C’est dans ce pays où je m’installais soudain que j’ai pris conscience que ces deux éléments conjugués me faisaient frémir. A Taïwan, la modernité empruntée au voisin japonais anciennement occupant et à l’Occident modèle imprègnent nombre d’éléments que je découvrais dans la vie quotidienne : des portiques-à-température à l’entrée des bâtiments pour mesurer celle-ci lors de l’épidémie de SRAS au métro resplendissant et précis, Taïwan constitue une île à la page, de cette modernité fonctionnelle et opérante des villes asiatiques. A laquelle il ne faut surtout pas s’arrêter.
Je me souviens de mes premières courses dans une halle de quartier de la capitale. Pas un mot de chinois, incapable encore de décrypter un quelconque sinogramme. Tâcher de comprendre le prix demandé en regardant les doigts s’agiter, et ne rien comprendre justement (billet à venir…), sentir les effluves puants du durian chatouiller mes narines, sentir celles du poisson déversé à foison sur l’île se coller à ma peau. Un bâtonnet d’encens fumait derrière le vendeur, pour masquer ces odeurs croyais-je, pour honorer une Guanyin peinturlurée découvrais-je.
Ruptures de la modernité fonctionnelle et opérante.

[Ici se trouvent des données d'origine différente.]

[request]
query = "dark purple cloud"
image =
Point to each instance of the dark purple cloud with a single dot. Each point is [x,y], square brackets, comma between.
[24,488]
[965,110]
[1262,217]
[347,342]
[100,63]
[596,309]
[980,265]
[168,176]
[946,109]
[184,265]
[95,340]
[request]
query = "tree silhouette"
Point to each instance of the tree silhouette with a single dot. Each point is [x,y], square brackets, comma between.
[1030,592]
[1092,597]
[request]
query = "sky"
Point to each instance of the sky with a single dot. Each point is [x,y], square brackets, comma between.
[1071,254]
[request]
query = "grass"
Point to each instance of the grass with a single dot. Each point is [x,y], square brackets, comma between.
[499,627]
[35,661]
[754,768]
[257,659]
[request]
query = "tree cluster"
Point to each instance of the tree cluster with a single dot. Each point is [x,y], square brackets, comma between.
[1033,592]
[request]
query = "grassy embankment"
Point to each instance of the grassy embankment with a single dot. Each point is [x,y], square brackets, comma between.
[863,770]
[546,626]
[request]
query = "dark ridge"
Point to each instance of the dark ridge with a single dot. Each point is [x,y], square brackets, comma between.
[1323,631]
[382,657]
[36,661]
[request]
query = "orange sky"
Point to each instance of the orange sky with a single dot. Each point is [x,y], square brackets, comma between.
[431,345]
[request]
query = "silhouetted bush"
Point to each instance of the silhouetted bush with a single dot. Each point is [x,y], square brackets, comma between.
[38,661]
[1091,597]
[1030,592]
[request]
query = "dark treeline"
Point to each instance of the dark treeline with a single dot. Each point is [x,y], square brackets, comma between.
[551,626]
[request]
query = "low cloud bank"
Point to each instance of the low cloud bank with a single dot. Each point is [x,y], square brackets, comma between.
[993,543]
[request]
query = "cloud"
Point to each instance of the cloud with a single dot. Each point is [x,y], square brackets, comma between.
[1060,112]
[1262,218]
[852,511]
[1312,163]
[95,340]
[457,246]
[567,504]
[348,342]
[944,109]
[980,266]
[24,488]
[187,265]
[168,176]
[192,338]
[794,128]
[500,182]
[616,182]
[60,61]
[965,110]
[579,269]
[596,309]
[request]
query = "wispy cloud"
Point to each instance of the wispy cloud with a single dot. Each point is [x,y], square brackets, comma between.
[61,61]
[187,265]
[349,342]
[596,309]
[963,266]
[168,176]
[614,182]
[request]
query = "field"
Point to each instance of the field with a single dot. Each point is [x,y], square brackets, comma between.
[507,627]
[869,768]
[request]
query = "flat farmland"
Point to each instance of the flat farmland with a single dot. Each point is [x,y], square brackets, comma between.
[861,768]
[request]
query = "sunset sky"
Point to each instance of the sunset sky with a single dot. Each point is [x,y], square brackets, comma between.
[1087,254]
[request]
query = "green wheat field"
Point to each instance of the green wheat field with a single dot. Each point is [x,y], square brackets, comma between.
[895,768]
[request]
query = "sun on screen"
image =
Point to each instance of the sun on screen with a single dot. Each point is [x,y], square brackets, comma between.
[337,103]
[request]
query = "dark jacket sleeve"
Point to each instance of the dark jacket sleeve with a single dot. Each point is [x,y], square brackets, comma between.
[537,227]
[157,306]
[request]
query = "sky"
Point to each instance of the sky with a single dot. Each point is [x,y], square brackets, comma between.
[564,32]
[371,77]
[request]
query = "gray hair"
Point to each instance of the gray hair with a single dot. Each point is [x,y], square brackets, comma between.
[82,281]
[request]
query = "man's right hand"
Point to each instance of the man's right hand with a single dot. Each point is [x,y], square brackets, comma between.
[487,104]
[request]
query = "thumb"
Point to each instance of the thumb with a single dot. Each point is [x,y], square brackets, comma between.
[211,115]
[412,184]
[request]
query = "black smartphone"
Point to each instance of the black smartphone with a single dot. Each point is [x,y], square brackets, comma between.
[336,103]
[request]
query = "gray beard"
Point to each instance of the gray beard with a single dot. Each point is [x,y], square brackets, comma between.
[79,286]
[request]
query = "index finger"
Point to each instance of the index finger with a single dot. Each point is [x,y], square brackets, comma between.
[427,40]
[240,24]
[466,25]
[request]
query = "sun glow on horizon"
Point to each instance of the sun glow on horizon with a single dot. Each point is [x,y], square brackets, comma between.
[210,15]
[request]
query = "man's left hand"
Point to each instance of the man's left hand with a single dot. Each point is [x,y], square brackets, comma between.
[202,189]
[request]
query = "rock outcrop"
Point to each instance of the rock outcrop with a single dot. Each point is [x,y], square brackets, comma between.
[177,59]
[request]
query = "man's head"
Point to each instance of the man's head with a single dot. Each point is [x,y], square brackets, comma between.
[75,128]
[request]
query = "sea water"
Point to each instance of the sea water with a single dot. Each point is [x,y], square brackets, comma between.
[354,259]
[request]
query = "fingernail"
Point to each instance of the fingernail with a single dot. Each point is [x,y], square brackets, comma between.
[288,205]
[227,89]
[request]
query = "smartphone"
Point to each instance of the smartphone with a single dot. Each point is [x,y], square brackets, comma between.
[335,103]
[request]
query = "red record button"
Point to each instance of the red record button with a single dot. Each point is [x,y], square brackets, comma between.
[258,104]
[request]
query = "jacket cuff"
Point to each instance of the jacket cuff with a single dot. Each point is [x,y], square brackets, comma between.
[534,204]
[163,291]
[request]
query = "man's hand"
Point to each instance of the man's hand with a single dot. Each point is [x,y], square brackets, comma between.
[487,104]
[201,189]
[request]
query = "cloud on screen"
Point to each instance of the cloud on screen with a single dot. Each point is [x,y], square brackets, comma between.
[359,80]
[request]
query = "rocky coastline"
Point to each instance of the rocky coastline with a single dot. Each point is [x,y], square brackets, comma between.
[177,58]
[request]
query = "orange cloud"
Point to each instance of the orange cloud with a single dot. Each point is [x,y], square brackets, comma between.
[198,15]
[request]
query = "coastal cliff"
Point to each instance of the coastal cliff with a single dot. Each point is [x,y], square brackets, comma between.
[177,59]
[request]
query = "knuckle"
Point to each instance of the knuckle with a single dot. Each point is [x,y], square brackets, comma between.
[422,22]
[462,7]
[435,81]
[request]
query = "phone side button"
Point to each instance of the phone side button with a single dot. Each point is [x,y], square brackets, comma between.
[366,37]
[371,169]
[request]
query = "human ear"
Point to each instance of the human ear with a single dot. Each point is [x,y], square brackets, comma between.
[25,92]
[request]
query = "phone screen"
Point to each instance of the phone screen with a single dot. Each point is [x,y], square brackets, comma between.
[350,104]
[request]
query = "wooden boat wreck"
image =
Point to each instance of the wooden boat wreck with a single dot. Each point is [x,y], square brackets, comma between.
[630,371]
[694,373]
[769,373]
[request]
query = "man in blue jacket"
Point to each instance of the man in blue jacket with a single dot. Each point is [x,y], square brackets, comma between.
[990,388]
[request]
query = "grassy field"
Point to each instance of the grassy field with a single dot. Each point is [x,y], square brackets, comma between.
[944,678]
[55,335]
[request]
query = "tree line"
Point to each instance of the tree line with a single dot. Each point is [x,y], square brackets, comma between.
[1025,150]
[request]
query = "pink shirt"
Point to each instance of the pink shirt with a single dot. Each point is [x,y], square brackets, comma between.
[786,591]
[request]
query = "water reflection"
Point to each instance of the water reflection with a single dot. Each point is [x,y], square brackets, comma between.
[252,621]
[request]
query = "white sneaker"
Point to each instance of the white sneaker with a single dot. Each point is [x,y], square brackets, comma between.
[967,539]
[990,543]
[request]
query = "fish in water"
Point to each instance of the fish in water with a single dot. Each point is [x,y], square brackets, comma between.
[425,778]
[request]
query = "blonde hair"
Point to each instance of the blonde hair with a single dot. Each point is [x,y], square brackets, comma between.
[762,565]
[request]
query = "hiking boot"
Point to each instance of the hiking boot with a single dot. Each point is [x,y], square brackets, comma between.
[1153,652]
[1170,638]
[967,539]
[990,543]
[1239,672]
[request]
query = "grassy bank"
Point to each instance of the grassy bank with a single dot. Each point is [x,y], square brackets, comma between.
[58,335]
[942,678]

Je me souviens de ce supermarché au pied de chez moi. La musique et les voix enregistrées à chaque entrée et chaque sortie. Chaque fruit soigneusement entouré de papier cellophane. Les portions de riz directement micro-ondables. Les gadgets pour chaque geste de beauté. Le minimalisme japonais et l’exubérance chinoise mêlée, c’est ça Taïwan l’Île Belle.
Et je me souviens de ces tas bien formés de larges billets de banque colorés.
Près les lessives dont je ne comprenais pas les caractéristiques, près du fromage en canette (oui), juste à côté des myriade de paquets de grignoteries (graines de courges, de pastèque, de citrouille, lamelles de boeuf, de seiche, de poisson), il y avait des paquets d’encens et des paquets de lanternes, et l’argent funéraire. Nous n’étions pas au temple, nous n’étions pas dans un magasin de bondieuseries. Nous étions au supermarché.
Des faux billets en liasses, des portables et des costumes en papier à brûler. Dans la tradition chinoise, et partout là où celle-ci s’est implantée au cours des siècles, on brûle la joss money ou ghost money pour les fantômes afin de leur procurer ce dont ils ont besoin à travers la fumée ainsi répandue. Comme la fumée des sacrifices nourrissait les dieux grecs de l’Antiquité. Régulièrement et surtout lors de la Fête des Fantômes, de petits feux sont allumés au coin des rues et devant les portes des magasins, petits tas de papier et flammèches joyeuses qui aident à ce que le séjour des défunts dans l’au-delà se déroule aussi bien que celui des vivants ici-bas.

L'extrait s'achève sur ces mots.